PETER HITCHENS: It’s a rally.
TONY JONES: Hold on. We actually do need to hear (indistinct)…
PETER HITCHENS: While you do this – while you do this I can’t talk. While you do that – while you do that I can’t talk and you know it and that’s to your – and that’s to your shame because silencing opponents is a very wicked thing to want to do.
DAN SAVAGE: You’ve been a lot of things tonight, but you’ve not been silenced.
But of course there has been every attempt to silence him. It’s just that seeking to silence someone is not simply putting a gag over their mouth. There are many other strategies as described above.
Now what is my point here? Well, as I suggested at the beginning we ought to see Savage’s statement on 30 years of mandatory abortion as the conclusion of a demonstrable authoritarianism. It ought to be no surprise to us that the same man who so readily seeks to silence his opponent, to deny him a genuine freedom of expression, is someone who is prepared to say we ought to force mothers to have their children killed.
The scary thing is that Hitchens is therefore proven right. He’s not only right in showing us what Savage is like but also what we as a culture have become. The response of the audience to Savage’s promotion of mandatory abortion is laughter. That’s where we’re at, my friends.
Which makes Hitchens’ own answer to the original question all the more poignant,
PETER HITCHENS: The most dangerous idea in human history and philosophy remains the belief that Jesus Christ was the son of God and rose from the dead and that is the most dangerous idea you will ever encounter. … It alters the whole of human behaviour and all our responsibilities. It turns the universe from a meaningless chaos into a designed place in which there is justice and there is hope and, therefore, we all have a duty to discover the nature of that justice and work towards that hope. It alters us all. If we reject It, it alters us all was well. It is incredibly dangerous. It’s why so many people turn against it.

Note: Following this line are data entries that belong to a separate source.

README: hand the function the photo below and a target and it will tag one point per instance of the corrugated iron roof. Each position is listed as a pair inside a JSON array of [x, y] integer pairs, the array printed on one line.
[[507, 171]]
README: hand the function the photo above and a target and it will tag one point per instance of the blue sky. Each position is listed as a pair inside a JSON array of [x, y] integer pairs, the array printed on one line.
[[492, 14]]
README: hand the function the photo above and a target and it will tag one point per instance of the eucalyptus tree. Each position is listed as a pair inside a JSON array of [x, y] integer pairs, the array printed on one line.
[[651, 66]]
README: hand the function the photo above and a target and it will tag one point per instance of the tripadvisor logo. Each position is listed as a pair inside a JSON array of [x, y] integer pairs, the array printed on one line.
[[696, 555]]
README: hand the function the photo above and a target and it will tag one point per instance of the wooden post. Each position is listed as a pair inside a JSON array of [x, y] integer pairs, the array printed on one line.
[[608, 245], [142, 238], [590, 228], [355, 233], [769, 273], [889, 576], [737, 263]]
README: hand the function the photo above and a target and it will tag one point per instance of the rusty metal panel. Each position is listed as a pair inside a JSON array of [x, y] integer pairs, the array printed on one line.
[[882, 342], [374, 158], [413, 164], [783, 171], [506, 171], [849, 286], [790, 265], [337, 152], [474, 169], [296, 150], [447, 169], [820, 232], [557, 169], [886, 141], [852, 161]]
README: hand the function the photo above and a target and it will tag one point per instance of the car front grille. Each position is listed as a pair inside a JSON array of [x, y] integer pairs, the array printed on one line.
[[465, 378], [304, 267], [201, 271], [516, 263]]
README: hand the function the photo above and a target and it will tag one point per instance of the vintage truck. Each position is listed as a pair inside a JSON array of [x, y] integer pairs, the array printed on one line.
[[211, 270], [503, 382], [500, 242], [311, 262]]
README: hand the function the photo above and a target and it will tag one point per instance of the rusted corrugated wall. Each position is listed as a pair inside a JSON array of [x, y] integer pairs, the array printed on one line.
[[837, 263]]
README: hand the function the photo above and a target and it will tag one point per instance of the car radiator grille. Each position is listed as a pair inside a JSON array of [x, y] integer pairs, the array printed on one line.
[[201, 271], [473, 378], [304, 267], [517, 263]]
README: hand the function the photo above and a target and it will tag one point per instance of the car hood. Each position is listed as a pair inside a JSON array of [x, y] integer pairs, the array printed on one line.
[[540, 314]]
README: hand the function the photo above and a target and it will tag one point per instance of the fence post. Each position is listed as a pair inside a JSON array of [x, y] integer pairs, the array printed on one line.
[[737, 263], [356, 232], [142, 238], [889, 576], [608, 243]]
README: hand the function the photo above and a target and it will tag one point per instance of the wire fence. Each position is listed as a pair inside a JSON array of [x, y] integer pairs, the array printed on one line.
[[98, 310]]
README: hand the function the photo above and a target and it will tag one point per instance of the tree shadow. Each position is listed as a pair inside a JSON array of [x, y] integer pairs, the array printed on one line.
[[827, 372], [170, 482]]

And so here is the answer to Savage’s totalitarianism. It’s a different form of authority. It’s the authority of the Son of God who sets out for us very different but very good behaviours and responsibilities. Hitchens’ answer wasn’t an explication of the gospel but it was an appropriate answer to Savage’s assertion of authority. It was the bold answer that there is another ruler who is good and just and whom everyone needs to decide about. As Hitchens’ notes, rejecting this ruler and His rule alters us and Savage has demonstrated it all too well. And take careful note – it’s not just the unborn babies that suffer.